In a blog post, Matthias Eckermann, director of product management for SUSE Linux Enterprise, said: "SUSE is committed to Btrfs as the default filesystem for SUSE Linux Enterprise, and beyond."
In its announcement, Red Hat said it would be removing Btrfs it in a future major release of its enterprise Linux operating system. No technical reason was given for the decision.
Btrfs was originally developed at Oracle in 2007 by Chris Mason who is now at Facebook, having moved across in 2013.
He stressed that Btrfs did not involve SUSE alone; Facebook, Fujitsu, Oracle, and others were actively involved making the project a community effort.
Feature-wise, Eckermann noted that SUSE had started with Btrfs when it had copy-on-write and snapshots six years back.
"(Then we added) out-of-band deduplication in 2012, simple RAID functionality back in 2014, compression in 2015, and ended up supporting the eagerly anticipated send-receive-functionality just last year (2016)," he said.

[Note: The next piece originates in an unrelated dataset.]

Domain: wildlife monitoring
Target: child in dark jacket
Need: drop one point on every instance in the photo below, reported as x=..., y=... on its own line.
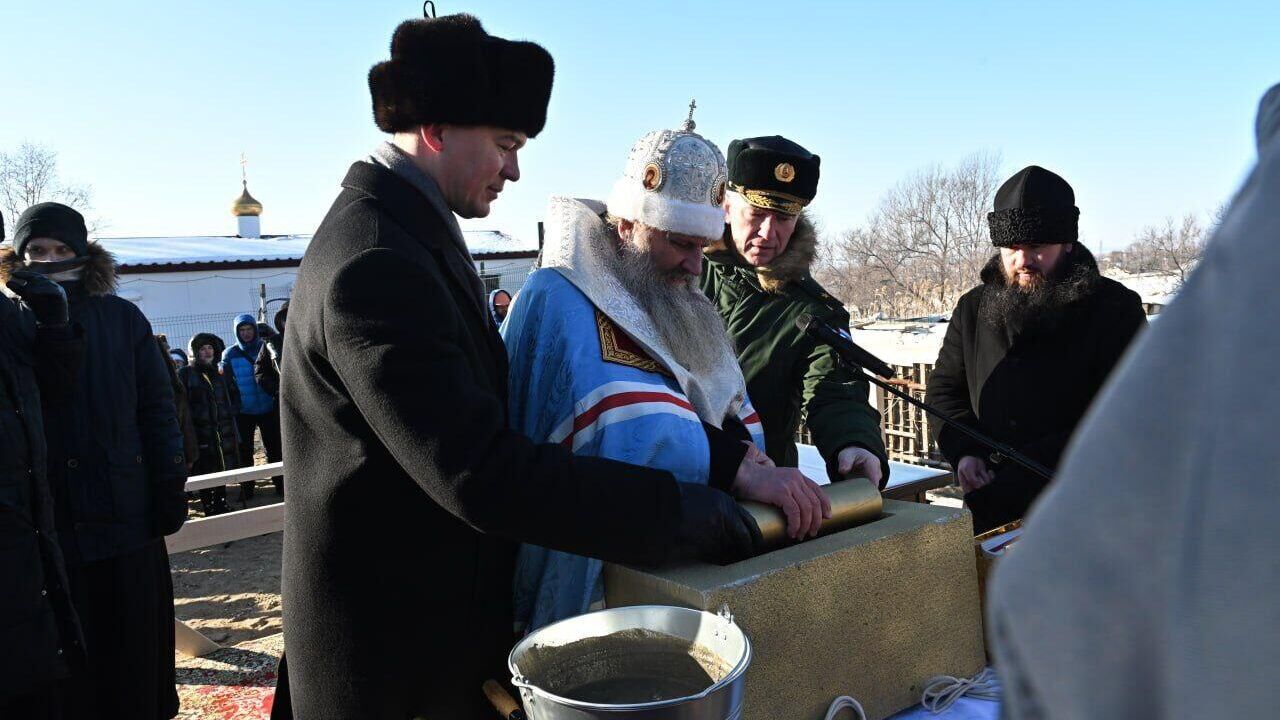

Eckermann said this was not just a matter of adding features to keep up with what was offered by other filesystems. "Against the demand of some partners, we are still refusing to support automatic defragmentation, in-band deduplication and higher RAID levels, because the quality of these options is not where it ought to be," he said.
Brtfs was initially introduced by SUSE for mission-critical systems, to support snapshot-rollback of package installations. Then, in 2014, snapshot rollback of the whole root filesystem was added, with support for kernel installation and update rollbacks.
"As of today, this still is the only mature implementation of this functionality in the Linux world, supporting SUSE’s customers in building zero downtime infrastructures," he pointed out.
"SUSE is leveraging its expertise and investing on what matters for enterprise readiness, a field where Btrfs has proven in real life to be a great technology over the years, and we go where open source technology drives innovation."